In [None]:
!pip install langchain openai tiktoken rapidocr-onnxruntime langchain-community langchain-openai faiss-cpu

Collecting rapidocr-onnxruntime
  Downloading rapidocr_onnxruntime-1.4.4-py3-none-any.whl.metadata (1.3 kB)
Collecting langchain-community
  Downloading langchain_community-0.4.1-py3-none-any.whl.metadata (3.0 kB)
Collecting langchain-openai
  Downloading langchain_openai-1.1.7-py3-none-any.whl.metadata (2.6 kB)
Collecting faiss-cpu
  Downloading faiss_cpu-1.13.2-cp310-abi3-manylinux_2_27_x86_64.manylinux_2_28_x86_64.whl.metadata (7.6 kB)
Collecting pyclipper>=1.2.0 (from rapidocr-onnxruntime)
  Downloading pyclipper-1.4.0-cp312-cp312-manylinux2014_x86_64.manylinux_2_17_x86_64.whl.metadata (8.6 kB)
Collecting onnxruntime>=1.7.0 (from rapidocr-onnxruntime)
  Downloading onnxruntime-1.24.1-cp312-cp312-manylinux_2_27_x86_64.manylinux_2_28_x86_64.whl.metadata (4.9 kB)
Collecting langchain-classic<2.0.0,>=1.0.0 (from langchain-community)
  Downloading langchain_classic-1.0.1-py3-none-any.whl.metadata (4.2 kB)
Collecting requests>=2.26.0 (from tiktoken)
  Downloading requests-2.32.5-py3-none

In [None]:
from google.colab import userdata
OPENAI_API_KEY  = userdata.get("OPENAI_API_TOKEN")

In [None]:
import os
os.environ["OPENAI_API_KEY"] = OPENAI_API_KEY

DATA INGESTION

In [None]:
import langchain

In [None]:
from langchain_community.document_loaders import TextLoader, CSVLoader
from langchain_community.vectorstores import FAISS

In [None]:
template_loader = CSVLoader("Own funds template.csv")

In [9]:
rulebook = TextLoader("Own Funds.txt")
instructions_loader = TextLoader("Own Funds Instructions.txt")
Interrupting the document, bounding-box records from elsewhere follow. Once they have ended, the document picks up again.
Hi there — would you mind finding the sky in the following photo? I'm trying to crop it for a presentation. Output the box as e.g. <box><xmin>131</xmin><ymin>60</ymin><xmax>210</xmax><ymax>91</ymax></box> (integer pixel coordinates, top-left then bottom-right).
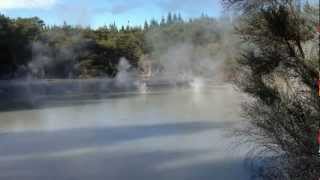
<box><xmin>0</xmin><ymin>0</ymin><xmax>223</xmax><ymax>28</ymax></box>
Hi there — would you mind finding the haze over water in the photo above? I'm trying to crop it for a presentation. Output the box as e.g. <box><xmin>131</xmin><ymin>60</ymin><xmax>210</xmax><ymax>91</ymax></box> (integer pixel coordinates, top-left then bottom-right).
<box><xmin>0</xmin><ymin>85</ymin><xmax>250</xmax><ymax>180</ymax></box>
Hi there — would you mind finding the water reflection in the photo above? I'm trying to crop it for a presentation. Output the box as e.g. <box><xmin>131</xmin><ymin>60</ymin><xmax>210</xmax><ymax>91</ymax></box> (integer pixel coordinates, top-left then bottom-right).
<box><xmin>0</xmin><ymin>86</ymin><xmax>249</xmax><ymax>180</ymax></box>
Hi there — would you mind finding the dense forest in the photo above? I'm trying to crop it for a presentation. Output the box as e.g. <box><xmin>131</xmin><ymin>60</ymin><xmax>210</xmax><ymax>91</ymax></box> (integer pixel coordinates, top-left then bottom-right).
<box><xmin>0</xmin><ymin>13</ymin><xmax>230</xmax><ymax>79</ymax></box>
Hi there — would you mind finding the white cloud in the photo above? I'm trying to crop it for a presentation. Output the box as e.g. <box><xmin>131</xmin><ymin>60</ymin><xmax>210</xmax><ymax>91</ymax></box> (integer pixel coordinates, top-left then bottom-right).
<box><xmin>0</xmin><ymin>0</ymin><xmax>58</xmax><ymax>10</ymax></box>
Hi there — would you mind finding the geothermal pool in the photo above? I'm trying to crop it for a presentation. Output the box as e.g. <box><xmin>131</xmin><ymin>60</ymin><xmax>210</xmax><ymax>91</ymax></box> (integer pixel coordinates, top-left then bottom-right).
<box><xmin>0</xmin><ymin>84</ymin><xmax>250</xmax><ymax>180</ymax></box>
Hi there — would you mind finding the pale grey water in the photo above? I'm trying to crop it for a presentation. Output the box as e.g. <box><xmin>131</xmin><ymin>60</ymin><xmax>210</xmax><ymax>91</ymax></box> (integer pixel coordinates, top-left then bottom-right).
<box><xmin>0</xmin><ymin>85</ymin><xmax>250</xmax><ymax>180</ymax></box>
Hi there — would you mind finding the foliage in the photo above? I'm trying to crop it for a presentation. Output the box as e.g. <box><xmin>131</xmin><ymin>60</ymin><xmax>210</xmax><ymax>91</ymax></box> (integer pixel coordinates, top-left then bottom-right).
<box><xmin>224</xmin><ymin>0</ymin><xmax>320</xmax><ymax>180</ymax></box>
<box><xmin>0</xmin><ymin>13</ymin><xmax>219</xmax><ymax>79</ymax></box>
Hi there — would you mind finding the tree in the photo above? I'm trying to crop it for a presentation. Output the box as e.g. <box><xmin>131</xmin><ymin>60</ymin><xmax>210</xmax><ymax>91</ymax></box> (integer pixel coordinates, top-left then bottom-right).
<box><xmin>224</xmin><ymin>0</ymin><xmax>320</xmax><ymax>180</ymax></box>
<box><xmin>167</xmin><ymin>12</ymin><xmax>173</xmax><ymax>24</ymax></box>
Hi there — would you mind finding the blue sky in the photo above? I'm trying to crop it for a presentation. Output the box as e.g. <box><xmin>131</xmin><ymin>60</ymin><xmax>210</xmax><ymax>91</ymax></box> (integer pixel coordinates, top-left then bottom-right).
<box><xmin>0</xmin><ymin>0</ymin><xmax>222</xmax><ymax>28</ymax></box>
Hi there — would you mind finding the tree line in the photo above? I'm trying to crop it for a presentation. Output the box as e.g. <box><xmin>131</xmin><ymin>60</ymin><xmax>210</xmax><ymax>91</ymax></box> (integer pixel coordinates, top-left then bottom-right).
<box><xmin>0</xmin><ymin>13</ymin><xmax>225</xmax><ymax>79</ymax></box>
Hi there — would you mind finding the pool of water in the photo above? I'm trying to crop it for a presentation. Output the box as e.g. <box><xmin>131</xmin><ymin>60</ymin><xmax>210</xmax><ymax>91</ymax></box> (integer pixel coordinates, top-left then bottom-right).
<box><xmin>0</xmin><ymin>85</ymin><xmax>250</xmax><ymax>180</ymax></box>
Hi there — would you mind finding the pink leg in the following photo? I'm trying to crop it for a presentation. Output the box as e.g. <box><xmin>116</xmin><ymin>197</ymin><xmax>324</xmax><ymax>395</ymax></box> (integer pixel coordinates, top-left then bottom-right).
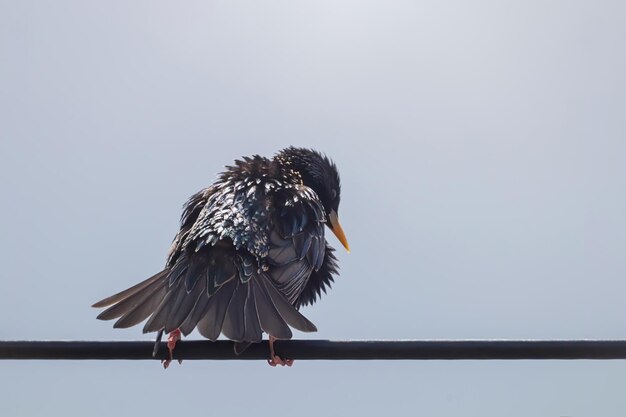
<box><xmin>161</xmin><ymin>329</ymin><xmax>183</xmax><ymax>369</ymax></box>
<box><xmin>267</xmin><ymin>336</ymin><xmax>293</xmax><ymax>366</ymax></box>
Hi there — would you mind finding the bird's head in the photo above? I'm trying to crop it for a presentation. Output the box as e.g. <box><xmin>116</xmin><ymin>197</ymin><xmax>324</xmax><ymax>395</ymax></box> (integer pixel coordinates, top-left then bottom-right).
<box><xmin>277</xmin><ymin>146</ymin><xmax>350</xmax><ymax>252</ymax></box>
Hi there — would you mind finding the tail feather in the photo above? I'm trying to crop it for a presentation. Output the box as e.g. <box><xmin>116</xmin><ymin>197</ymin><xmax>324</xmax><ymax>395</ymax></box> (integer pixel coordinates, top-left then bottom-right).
<box><xmin>94</xmin><ymin>252</ymin><xmax>317</xmax><ymax>346</ymax></box>
<box><xmin>92</xmin><ymin>269</ymin><xmax>167</xmax><ymax>308</ymax></box>
<box><xmin>97</xmin><ymin>271</ymin><xmax>167</xmax><ymax>320</ymax></box>
<box><xmin>197</xmin><ymin>280</ymin><xmax>238</xmax><ymax>341</ymax></box>
<box><xmin>113</xmin><ymin>280</ymin><xmax>167</xmax><ymax>329</ymax></box>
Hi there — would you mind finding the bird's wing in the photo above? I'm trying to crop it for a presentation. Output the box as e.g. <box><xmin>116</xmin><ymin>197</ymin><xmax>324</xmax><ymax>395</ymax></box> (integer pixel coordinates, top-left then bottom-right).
<box><xmin>96</xmin><ymin>177</ymin><xmax>325</xmax><ymax>342</ymax></box>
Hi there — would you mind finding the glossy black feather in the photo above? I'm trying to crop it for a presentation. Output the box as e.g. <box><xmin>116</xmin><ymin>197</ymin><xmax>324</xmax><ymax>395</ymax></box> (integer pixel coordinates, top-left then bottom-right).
<box><xmin>94</xmin><ymin>148</ymin><xmax>340</xmax><ymax>353</ymax></box>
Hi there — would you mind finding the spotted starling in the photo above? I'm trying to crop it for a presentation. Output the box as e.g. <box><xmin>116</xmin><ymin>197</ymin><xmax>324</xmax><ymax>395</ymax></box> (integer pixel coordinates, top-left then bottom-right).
<box><xmin>94</xmin><ymin>147</ymin><xmax>349</xmax><ymax>366</ymax></box>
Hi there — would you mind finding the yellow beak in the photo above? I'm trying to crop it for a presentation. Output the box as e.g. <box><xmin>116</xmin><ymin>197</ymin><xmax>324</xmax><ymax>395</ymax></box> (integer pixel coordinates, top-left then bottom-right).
<box><xmin>328</xmin><ymin>210</ymin><xmax>350</xmax><ymax>253</ymax></box>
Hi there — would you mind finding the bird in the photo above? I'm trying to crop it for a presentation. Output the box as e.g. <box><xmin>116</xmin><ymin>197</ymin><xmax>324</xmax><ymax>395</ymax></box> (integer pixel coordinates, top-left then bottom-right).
<box><xmin>93</xmin><ymin>146</ymin><xmax>350</xmax><ymax>368</ymax></box>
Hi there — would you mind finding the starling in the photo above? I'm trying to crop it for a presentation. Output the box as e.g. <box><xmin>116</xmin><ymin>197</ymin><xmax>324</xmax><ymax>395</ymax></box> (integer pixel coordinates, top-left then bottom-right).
<box><xmin>93</xmin><ymin>147</ymin><xmax>350</xmax><ymax>367</ymax></box>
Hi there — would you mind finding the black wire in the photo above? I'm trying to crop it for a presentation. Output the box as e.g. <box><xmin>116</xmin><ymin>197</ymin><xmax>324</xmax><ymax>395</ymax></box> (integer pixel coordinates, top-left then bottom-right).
<box><xmin>0</xmin><ymin>340</ymin><xmax>626</xmax><ymax>360</ymax></box>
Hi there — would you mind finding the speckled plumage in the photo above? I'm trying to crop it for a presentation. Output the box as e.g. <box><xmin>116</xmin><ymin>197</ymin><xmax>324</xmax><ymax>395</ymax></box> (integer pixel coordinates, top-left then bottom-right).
<box><xmin>94</xmin><ymin>147</ymin><xmax>347</xmax><ymax>351</ymax></box>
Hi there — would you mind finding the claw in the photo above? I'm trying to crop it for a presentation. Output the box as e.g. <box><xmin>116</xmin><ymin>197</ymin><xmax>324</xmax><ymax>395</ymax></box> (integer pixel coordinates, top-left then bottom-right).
<box><xmin>267</xmin><ymin>336</ymin><xmax>293</xmax><ymax>366</ymax></box>
<box><xmin>161</xmin><ymin>329</ymin><xmax>183</xmax><ymax>369</ymax></box>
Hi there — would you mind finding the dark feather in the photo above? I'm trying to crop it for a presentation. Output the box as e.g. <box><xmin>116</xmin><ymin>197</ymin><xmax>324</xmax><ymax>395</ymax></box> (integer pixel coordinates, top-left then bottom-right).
<box><xmin>94</xmin><ymin>148</ymin><xmax>346</xmax><ymax>354</ymax></box>
<box><xmin>92</xmin><ymin>270</ymin><xmax>167</xmax><ymax>308</ymax></box>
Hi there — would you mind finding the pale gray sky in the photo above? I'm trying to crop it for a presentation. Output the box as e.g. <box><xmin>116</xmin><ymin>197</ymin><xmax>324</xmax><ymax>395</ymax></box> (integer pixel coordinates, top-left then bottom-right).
<box><xmin>0</xmin><ymin>0</ymin><xmax>626</xmax><ymax>417</ymax></box>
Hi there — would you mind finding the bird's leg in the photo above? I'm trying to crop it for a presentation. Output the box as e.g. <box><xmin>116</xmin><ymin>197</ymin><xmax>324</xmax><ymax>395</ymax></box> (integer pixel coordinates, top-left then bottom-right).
<box><xmin>161</xmin><ymin>329</ymin><xmax>183</xmax><ymax>369</ymax></box>
<box><xmin>267</xmin><ymin>336</ymin><xmax>293</xmax><ymax>366</ymax></box>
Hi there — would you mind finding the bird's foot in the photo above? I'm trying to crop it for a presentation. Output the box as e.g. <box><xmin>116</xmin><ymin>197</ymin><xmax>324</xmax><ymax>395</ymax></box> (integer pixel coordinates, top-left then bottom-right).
<box><xmin>267</xmin><ymin>336</ymin><xmax>293</xmax><ymax>366</ymax></box>
<box><xmin>267</xmin><ymin>355</ymin><xmax>293</xmax><ymax>366</ymax></box>
<box><xmin>161</xmin><ymin>329</ymin><xmax>183</xmax><ymax>369</ymax></box>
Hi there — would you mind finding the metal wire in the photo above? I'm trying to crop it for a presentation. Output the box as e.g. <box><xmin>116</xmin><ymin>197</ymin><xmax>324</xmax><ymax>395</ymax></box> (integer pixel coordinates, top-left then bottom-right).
<box><xmin>0</xmin><ymin>340</ymin><xmax>626</xmax><ymax>360</ymax></box>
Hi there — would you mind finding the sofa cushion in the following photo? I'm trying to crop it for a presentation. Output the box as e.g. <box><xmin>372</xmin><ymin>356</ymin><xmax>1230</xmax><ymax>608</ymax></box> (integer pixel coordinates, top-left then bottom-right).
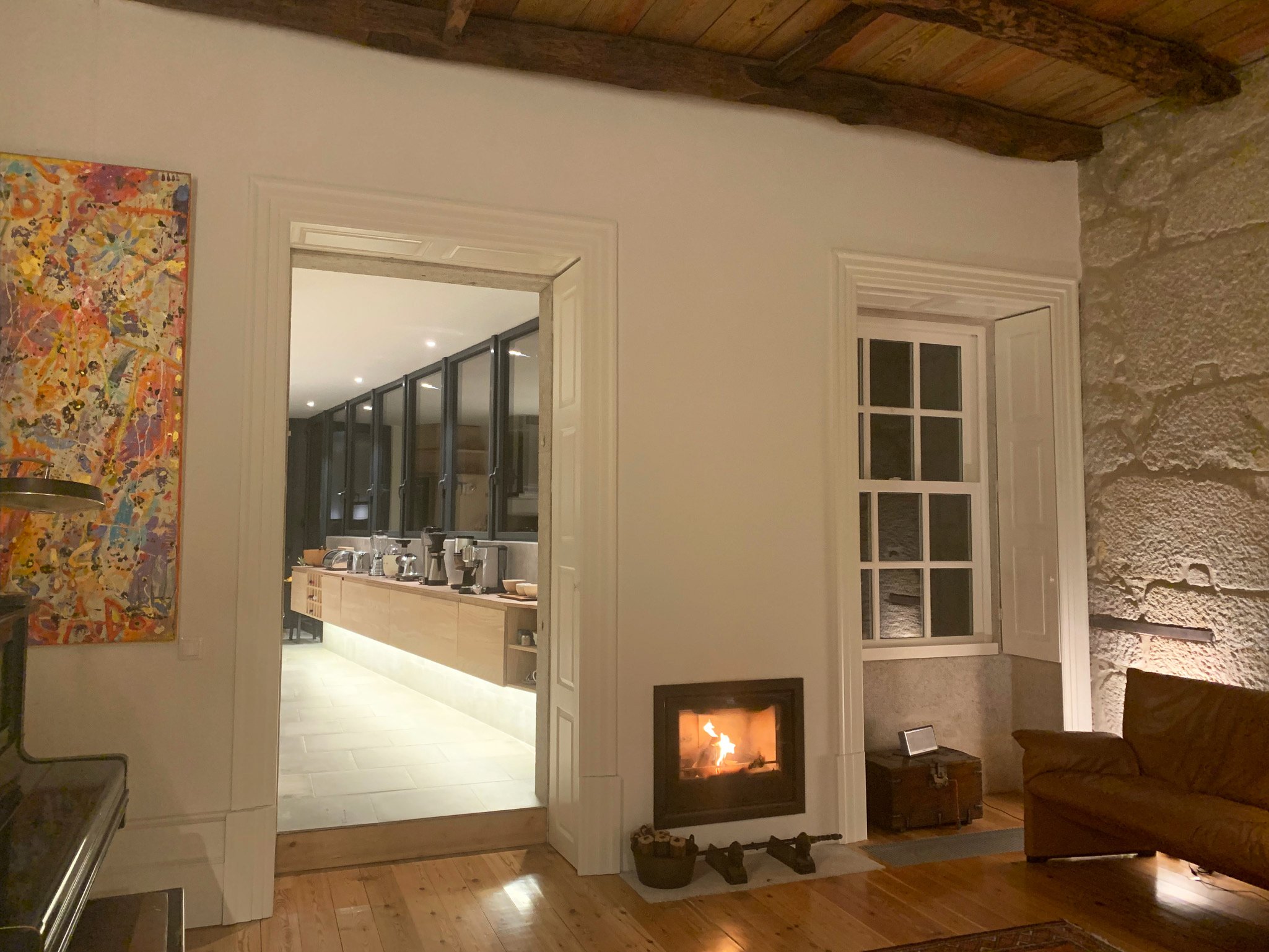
<box><xmin>1027</xmin><ymin>772</ymin><xmax>1269</xmax><ymax>881</ymax></box>
<box><xmin>1123</xmin><ymin>668</ymin><xmax>1269</xmax><ymax>810</ymax></box>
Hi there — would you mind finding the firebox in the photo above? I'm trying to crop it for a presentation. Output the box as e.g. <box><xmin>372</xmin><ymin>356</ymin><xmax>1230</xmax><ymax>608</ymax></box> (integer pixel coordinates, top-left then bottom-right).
<box><xmin>652</xmin><ymin>678</ymin><xmax>806</xmax><ymax>829</ymax></box>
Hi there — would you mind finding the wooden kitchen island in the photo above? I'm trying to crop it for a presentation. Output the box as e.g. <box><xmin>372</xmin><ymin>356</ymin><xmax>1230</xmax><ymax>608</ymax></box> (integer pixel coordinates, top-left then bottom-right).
<box><xmin>290</xmin><ymin>566</ymin><xmax>538</xmax><ymax>691</ymax></box>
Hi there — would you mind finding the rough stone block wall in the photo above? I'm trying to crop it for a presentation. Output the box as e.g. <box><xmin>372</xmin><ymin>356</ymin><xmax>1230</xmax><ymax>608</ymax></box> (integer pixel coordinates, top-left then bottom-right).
<box><xmin>1080</xmin><ymin>59</ymin><xmax>1269</xmax><ymax>731</ymax></box>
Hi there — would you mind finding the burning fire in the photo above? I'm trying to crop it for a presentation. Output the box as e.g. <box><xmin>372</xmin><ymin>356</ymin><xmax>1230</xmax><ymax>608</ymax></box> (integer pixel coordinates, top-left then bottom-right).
<box><xmin>700</xmin><ymin>721</ymin><xmax>736</xmax><ymax>767</ymax></box>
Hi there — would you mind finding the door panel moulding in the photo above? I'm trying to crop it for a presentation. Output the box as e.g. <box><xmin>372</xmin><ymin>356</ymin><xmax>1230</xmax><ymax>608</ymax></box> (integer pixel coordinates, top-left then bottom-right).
<box><xmin>827</xmin><ymin>250</ymin><xmax>1092</xmax><ymax>841</ymax></box>
<box><xmin>233</xmin><ymin>178</ymin><xmax>622</xmax><ymax>923</ymax></box>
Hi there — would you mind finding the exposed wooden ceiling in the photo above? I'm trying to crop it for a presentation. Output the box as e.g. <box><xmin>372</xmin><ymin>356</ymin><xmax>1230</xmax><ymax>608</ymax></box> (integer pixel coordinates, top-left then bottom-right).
<box><xmin>131</xmin><ymin>0</ymin><xmax>1269</xmax><ymax>160</ymax></box>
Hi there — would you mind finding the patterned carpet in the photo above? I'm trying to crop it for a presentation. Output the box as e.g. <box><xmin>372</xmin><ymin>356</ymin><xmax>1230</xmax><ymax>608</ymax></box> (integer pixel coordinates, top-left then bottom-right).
<box><xmin>889</xmin><ymin>922</ymin><xmax>1120</xmax><ymax>952</ymax></box>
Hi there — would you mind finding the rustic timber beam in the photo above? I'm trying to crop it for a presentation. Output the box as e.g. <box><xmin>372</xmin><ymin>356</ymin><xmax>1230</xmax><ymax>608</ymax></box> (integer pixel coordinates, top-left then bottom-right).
<box><xmin>855</xmin><ymin>0</ymin><xmax>1241</xmax><ymax>104</ymax></box>
<box><xmin>442</xmin><ymin>0</ymin><xmax>476</xmax><ymax>43</ymax></box>
<box><xmin>772</xmin><ymin>4</ymin><xmax>882</xmax><ymax>82</ymax></box>
<box><xmin>126</xmin><ymin>0</ymin><xmax>1102</xmax><ymax>161</ymax></box>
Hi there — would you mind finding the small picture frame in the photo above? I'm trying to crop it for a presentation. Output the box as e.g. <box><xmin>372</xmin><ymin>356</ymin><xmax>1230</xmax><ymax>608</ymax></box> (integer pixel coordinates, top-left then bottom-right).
<box><xmin>899</xmin><ymin>723</ymin><xmax>939</xmax><ymax>756</ymax></box>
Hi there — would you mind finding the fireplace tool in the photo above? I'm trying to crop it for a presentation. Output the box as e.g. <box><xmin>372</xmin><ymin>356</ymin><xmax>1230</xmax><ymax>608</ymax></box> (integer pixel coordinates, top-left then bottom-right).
<box><xmin>705</xmin><ymin>832</ymin><xmax>841</xmax><ymax>886</ymax></box>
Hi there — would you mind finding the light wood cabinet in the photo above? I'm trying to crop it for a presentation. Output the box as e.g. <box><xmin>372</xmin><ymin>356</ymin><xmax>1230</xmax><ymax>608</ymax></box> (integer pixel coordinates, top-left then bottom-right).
<box><xmin>457</xmin><ymin>603</ymin><xmax>507</xmax><ymax>684</ymax></box>
<box><xmin>321</xmin><ymin>575</ymin><xmax>344</xmax><ymax>624</ymax></box>
<box><xmin>388</xmin><ymin>592</ymin><xmax>458</xmax><ymax>668</ymax></box>
<box><xmin>339</xmin><ymin>580</ymin><xmax>392</xmax><ymax>641</ymax></box>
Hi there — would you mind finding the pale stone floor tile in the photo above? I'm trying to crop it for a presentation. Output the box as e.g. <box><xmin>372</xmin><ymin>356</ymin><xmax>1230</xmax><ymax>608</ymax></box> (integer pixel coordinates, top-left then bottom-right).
<box><xmin>278</xmin><ymin>645</ymin><xmax>538</xmax><ymax>831</ymax></box>
<box><xmin>409</xmin><ymin>761</ymin><xmax>512</xmax><ymax>790</ymax></box>
<box><xmin>311</xmin><ymin>767</ymin><xmax>415</xmax><ymax>797</ymax></box>
<box><xmin>370</xmin><ymin>786</ymin><xmax>486</xmax><ymax>823</ymax></box>
<box><xmin>278</xmin><ymin>793</ymin><xmax>375</xmax><ymax>832</ymax></box>
<box><xmin>471</xmin><ymin>780</ymin><xmax>543</xmax><ymax>810</ymax></box>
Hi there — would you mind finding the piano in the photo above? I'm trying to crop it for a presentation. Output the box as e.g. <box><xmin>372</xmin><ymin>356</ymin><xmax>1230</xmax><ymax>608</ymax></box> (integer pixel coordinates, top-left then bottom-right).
<box><xmin>0</xmin><ymin>595</ymin><xmax>128</xmax><ymax>952</ymax></box>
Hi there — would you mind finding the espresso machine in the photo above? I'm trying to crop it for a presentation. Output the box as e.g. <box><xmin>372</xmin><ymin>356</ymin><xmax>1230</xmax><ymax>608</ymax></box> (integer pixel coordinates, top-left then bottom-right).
<box><xmin>422</xmin><ymin>525</ymin><xmax>449</xmax><ymax>585</ymax></box>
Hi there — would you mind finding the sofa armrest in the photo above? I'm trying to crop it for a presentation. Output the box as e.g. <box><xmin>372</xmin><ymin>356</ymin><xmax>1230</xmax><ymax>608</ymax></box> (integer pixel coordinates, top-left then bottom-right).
<box><xmin>1014</xmin><ymin>731</ymin><xmax>1141</xmax><ymax>782</ymax></box>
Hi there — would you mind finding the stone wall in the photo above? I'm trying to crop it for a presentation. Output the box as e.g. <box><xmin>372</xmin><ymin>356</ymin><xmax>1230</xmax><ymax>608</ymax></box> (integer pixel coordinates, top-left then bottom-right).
<box><xmin>1080</xmin><ymin>59</ymin><xmax>1269</xmax><ymax>730</ymax></box>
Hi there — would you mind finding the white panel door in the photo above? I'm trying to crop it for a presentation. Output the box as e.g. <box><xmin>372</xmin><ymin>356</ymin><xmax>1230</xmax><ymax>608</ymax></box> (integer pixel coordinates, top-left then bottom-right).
<box><xmin>996</xmin><ymin>307</ymin><xmax>1062</xmax><ymax>662</ymax></box>
<box><xmin>547</xmin><ymin>263</ymin><xmax>582</xmax><ymax>867</ymax></box>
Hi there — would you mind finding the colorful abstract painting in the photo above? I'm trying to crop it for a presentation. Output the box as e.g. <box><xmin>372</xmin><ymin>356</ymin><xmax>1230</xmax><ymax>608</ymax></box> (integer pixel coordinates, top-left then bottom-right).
<box><xmin>0</xmin><ymin>152</ymin><xmax>190</xmax><ymax>645</ymax></box>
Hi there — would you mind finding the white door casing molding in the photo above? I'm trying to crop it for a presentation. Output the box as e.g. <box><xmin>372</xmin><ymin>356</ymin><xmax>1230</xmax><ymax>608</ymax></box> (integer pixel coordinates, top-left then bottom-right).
<box><xmin>827</xmin><ymin>250</ymin><xmax>1092</xmax><ymax>841</ymax></box>
<box><xmin>225</xmin><ymin>178</ymin><xmax>621</xmax><ymax>923</ymax></box>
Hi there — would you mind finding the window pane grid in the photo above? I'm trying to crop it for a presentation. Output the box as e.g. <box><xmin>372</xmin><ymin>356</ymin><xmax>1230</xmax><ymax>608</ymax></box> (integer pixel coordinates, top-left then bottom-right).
<box><xmin>857</xmin><ymin>334</ymin><xmax>986</xmax><ymax>647</ymax></box>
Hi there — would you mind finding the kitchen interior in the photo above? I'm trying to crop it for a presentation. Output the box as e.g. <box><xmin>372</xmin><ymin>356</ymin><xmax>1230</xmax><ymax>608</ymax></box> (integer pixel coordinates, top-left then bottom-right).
<box><xmin>278</xmin><ymin>259</ymin><xmax>549</xmax><ymax>832</ymax></box>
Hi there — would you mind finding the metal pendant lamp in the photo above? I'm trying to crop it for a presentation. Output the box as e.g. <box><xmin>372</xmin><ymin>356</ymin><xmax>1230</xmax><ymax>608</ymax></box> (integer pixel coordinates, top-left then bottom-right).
<box><xmin>0</xmin><ymin>456</ymin><xmax>105</xmax><ymax>515</ymax></box>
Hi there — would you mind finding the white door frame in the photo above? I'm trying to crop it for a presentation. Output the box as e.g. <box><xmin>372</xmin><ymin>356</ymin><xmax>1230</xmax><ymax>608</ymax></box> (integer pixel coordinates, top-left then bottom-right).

docs = rulebook.load() + instructions_loader.load() + template_loader.load()

In [10]:
from langchain_text_splitters import RecursiveCharacterTextSplitter

In [11]:
text_splitter = RecursiveCharacterTextSplitter(chunk_size = 600, chunk_overlap = 60)

In [12]:
chunks = text_splitter.split_documents(docs)

In [13]:
from langchain_openai import OpenAIEmbeddings, ChatOpenAI

In [14]:
embeddings = OpenAIEmbeddings(openai_api_key = OPENAI_API_KEY)
vectorstore = FAISS.from_documents(chunks, embeddings)
retriever = vectorstore.as_retriever()

In [15]:
template = """
You are a PRA COREP Reporting Assistant. Your goal is to map a bank's financial scenario
into the correct COREP template cells based on the PRA Rulebook and Instructions.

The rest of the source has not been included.